The heat index, sometimes referred to as the apparent temperature, is used to communicate what the ambient air temperature is considered to feel like to the human body when relative humidity is taken into consideration. In other words, the heat index is a reference temperature that considers both the sensible and latent heat of the air. It also typically presumes strenuous activity by the individual. 

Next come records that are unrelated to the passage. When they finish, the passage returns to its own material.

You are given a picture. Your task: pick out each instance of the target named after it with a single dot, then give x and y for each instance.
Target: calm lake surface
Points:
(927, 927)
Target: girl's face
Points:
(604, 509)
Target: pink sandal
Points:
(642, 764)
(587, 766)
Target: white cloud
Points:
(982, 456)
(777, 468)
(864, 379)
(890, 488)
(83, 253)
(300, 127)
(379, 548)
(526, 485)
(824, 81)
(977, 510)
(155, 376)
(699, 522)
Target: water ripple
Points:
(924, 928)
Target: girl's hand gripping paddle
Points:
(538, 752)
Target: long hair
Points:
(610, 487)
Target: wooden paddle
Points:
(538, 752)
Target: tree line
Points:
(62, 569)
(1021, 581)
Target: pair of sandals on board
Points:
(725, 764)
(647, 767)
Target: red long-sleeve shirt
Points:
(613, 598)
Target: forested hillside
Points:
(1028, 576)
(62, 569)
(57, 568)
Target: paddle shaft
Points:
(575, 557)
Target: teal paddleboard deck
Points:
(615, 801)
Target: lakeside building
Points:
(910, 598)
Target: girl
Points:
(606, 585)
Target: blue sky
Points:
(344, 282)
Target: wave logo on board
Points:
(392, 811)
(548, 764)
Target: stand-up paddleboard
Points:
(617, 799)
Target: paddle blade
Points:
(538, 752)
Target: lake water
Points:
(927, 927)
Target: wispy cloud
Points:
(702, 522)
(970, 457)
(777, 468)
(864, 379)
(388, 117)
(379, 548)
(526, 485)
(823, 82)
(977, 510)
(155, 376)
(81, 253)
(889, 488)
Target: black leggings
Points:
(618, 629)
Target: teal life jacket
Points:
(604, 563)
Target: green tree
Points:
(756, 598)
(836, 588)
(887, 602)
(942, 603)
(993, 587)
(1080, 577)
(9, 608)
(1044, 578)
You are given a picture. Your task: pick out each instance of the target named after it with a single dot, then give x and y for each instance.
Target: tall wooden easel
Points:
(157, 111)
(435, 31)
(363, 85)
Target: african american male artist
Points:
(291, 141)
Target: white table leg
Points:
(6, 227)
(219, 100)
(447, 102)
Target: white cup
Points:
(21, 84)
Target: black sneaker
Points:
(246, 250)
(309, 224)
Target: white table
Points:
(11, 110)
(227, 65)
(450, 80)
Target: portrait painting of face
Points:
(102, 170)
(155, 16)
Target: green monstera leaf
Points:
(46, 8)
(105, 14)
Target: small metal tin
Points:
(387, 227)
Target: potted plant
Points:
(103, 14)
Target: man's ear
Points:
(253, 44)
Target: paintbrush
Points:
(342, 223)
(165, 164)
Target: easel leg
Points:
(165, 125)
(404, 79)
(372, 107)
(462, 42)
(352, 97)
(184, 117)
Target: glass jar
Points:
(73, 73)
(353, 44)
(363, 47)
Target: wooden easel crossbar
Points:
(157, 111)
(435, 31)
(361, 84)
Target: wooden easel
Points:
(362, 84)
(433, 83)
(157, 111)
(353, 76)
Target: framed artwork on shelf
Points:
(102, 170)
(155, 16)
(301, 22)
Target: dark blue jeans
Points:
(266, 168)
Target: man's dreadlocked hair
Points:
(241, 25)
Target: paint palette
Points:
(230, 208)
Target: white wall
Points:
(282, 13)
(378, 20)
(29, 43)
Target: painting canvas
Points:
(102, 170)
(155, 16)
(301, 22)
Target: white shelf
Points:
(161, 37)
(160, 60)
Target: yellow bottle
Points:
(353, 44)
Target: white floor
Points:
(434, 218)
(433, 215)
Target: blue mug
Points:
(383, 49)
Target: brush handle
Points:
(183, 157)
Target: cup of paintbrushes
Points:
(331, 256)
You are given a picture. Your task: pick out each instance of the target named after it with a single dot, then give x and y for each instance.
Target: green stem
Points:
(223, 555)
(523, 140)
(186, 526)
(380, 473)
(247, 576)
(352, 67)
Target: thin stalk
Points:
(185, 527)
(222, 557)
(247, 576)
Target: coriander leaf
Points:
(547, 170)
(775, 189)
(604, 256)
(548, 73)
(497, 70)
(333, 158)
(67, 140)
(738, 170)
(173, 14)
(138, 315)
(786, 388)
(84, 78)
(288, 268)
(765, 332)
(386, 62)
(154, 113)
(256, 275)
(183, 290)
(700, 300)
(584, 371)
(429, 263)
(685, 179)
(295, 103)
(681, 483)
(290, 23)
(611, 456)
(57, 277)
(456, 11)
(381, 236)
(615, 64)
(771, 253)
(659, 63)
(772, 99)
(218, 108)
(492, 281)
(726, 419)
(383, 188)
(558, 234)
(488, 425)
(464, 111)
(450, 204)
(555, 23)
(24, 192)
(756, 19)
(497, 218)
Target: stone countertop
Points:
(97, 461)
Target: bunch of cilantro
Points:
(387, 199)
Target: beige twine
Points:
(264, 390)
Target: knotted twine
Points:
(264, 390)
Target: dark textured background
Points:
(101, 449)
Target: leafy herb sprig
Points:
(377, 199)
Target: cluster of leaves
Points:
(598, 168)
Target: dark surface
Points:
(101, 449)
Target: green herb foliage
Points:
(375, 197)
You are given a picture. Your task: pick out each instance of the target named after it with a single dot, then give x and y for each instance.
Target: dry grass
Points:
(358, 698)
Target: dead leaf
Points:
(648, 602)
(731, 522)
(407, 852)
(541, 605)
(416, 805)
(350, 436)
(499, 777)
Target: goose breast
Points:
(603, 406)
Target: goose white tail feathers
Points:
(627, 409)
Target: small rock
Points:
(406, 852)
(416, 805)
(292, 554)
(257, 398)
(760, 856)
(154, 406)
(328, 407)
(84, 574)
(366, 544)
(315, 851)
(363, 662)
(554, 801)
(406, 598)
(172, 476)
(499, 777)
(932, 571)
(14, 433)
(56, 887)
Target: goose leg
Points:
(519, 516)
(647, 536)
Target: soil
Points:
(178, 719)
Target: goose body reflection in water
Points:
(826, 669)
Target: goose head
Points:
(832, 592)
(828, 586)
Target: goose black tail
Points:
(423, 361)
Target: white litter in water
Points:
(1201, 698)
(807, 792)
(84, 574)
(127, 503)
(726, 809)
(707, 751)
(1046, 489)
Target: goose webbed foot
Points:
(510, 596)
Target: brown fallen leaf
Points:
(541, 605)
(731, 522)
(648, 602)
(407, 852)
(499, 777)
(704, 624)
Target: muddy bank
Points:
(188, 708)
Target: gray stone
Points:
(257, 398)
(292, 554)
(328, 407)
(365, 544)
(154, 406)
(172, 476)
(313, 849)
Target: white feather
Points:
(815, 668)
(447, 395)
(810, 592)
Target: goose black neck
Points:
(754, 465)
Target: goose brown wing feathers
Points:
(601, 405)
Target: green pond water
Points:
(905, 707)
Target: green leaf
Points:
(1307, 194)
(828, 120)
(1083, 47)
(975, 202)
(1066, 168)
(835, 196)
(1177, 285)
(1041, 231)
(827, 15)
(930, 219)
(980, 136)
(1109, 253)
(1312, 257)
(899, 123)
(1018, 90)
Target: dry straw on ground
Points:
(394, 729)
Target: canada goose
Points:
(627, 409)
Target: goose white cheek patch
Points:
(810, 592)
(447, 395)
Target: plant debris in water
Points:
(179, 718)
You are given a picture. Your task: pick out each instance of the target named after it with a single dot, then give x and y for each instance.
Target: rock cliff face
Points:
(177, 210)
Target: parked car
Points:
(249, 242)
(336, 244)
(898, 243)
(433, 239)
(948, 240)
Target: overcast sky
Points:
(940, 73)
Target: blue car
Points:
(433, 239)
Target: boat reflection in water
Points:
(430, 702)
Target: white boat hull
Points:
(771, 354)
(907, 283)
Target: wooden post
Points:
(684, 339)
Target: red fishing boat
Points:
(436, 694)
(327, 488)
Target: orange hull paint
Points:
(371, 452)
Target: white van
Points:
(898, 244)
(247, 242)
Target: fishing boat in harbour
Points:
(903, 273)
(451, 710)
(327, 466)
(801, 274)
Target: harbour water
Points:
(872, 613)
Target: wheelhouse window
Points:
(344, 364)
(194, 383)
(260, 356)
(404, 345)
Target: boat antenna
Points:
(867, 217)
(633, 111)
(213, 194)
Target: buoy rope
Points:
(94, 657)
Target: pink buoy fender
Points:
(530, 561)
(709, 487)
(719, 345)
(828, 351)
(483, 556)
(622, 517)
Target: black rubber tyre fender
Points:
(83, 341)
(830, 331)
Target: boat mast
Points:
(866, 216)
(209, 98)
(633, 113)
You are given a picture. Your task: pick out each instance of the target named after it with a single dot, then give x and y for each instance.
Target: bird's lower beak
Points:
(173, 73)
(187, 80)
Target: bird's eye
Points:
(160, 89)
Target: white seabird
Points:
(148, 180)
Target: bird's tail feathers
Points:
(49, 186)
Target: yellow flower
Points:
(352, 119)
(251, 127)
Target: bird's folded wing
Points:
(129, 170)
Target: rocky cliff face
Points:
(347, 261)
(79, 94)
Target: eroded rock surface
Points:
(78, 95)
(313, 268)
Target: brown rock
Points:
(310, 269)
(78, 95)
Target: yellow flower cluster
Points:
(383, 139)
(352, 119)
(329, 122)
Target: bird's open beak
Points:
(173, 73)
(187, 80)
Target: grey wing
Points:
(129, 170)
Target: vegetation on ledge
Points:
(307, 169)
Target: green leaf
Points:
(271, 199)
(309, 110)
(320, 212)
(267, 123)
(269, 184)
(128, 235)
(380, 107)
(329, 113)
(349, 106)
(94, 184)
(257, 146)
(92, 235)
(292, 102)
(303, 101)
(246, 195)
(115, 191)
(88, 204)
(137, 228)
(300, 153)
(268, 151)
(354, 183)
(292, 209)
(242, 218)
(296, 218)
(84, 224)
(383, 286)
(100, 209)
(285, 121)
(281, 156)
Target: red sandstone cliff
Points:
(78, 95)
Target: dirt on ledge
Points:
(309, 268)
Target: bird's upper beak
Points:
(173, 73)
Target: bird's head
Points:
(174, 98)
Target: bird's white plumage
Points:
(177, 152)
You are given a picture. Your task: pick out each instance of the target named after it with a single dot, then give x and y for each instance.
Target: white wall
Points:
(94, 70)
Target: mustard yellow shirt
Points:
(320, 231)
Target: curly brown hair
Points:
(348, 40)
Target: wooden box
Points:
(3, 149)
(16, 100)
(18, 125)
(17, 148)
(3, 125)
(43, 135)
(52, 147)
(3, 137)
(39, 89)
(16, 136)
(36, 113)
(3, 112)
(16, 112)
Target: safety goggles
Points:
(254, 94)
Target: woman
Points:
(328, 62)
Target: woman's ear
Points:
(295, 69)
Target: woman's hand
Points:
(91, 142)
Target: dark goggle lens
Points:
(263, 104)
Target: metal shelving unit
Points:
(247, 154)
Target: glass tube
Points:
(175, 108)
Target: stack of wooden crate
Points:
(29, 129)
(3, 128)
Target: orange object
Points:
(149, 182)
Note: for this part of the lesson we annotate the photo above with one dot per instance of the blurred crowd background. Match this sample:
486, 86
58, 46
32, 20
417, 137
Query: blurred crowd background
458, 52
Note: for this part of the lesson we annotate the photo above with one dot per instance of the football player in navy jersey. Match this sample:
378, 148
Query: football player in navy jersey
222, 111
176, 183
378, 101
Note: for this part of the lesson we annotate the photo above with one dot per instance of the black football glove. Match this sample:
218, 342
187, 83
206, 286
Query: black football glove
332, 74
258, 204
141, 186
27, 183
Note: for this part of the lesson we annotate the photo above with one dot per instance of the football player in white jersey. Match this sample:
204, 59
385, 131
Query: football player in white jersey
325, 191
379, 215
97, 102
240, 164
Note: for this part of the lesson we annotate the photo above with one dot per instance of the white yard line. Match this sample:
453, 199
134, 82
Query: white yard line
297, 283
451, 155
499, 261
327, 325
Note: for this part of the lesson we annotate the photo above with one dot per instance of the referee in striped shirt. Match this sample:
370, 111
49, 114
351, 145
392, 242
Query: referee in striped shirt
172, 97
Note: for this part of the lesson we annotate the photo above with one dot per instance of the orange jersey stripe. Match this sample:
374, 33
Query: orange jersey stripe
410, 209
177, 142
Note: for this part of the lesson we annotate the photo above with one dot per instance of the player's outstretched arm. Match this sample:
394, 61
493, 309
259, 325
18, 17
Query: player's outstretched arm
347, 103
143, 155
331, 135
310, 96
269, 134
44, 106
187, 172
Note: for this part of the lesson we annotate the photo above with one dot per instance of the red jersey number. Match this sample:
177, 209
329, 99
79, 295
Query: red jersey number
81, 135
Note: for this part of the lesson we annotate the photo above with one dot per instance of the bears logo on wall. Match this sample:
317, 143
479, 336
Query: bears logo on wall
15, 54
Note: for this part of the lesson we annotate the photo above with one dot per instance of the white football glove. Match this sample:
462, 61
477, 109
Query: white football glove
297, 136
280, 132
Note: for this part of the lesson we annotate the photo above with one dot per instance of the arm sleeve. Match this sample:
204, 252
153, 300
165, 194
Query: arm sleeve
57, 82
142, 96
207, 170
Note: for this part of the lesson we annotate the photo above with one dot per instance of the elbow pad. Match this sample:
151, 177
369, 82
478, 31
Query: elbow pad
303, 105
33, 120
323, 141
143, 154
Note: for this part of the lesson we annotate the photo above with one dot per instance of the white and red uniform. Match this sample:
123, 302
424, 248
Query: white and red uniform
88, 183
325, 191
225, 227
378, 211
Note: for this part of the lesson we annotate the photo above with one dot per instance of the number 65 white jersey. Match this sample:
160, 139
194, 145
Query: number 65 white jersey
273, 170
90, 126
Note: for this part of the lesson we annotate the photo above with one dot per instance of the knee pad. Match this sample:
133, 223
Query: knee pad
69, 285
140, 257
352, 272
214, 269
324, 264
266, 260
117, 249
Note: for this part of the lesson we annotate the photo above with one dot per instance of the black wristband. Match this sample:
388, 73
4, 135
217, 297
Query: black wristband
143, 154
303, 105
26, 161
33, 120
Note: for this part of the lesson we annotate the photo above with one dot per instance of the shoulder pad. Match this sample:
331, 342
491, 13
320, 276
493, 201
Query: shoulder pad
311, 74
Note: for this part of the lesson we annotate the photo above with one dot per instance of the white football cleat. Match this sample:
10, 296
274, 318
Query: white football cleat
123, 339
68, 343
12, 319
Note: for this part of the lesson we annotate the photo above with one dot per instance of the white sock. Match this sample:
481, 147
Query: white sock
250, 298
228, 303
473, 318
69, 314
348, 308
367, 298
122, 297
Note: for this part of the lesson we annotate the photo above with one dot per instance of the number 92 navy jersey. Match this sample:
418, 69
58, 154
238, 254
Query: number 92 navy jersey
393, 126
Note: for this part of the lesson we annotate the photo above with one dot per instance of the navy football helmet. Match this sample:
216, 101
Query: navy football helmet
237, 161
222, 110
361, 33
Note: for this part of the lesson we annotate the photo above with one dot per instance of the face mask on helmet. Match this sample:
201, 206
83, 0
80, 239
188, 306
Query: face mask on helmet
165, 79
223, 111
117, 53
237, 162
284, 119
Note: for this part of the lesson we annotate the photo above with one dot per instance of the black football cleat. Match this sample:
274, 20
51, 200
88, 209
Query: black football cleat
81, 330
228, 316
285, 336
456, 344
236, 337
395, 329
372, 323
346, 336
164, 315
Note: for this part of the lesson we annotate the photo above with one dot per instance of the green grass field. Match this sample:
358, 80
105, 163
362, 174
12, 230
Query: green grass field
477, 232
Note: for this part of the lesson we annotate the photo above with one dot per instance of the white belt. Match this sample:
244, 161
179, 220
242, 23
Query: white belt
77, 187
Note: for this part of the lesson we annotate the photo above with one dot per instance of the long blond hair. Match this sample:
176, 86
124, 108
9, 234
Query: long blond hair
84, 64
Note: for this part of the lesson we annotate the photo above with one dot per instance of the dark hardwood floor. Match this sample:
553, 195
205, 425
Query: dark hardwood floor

As such, HI offers a gauge of heat stress when relative humidity is taken into effect. When the body overheats, it perspires to cool itself off. If the perspiration is not able to evaporate because the air has too much moisture in it, the body cannot regulate its temperature. Therefore, when humidity is high, the rate of evaporation diminishes and heat stress increases.

 

Figure: National Weather Service (NWS) Heat Index. Information source: U.S. National Oceanic and Atmospheric Administration (NOAA). Figure by Daniel Overbey.


 

The HI is widely used in the United States (by comparison, the humidex is commonly used in Canada). However, HI comes with a few caveats when it comes to its application to assess heat stress:

  • HI assumes the person is in a shaded area.
  • HI does not take into consideration mean radiant temperature (MRT).
  • HI does not take air velocity into consideration (i.e., it assumes a dead air space).

 

Web bulb globe temperature (WBGT)

The Occupational Safety and Health Administration (OSHA) uses HI as an indicator to assess heat stress; although, the organization is quick to point out that HI may not measure worksite heat as accurately as wet bulb globe temperature due to the additional factors that it considers. According to the National Oceanic and Atmospheric Administration (NOAA), WBGT measures heat stress in direct sunlight; as such, it takes into account: temperature, humidity, wind speed, sun angle, and cloud cover (solar radiation). For workers in outdoor environments exposed to direct sunlight, WBGT may serve as a more suitable gauge of heat stress compared to heat index. For interior environments, it is up for debate. 

 

We may need a new metric; but for now, heat index might be our best shot

The validated, open-source building energy modeling tool, EnergyPlus, has recently had multiple resilience metrics added, including HI, humidex, and SET. However, given the inadequacies of HI and WBGT (which is also in EnergyPlus), the industry might be in need of a psychrometric assessment metric more suitable for gauging passive survivability. In the meantime, choose wisely and be mindful of the caveats with any heat stress assessment metrics utilized.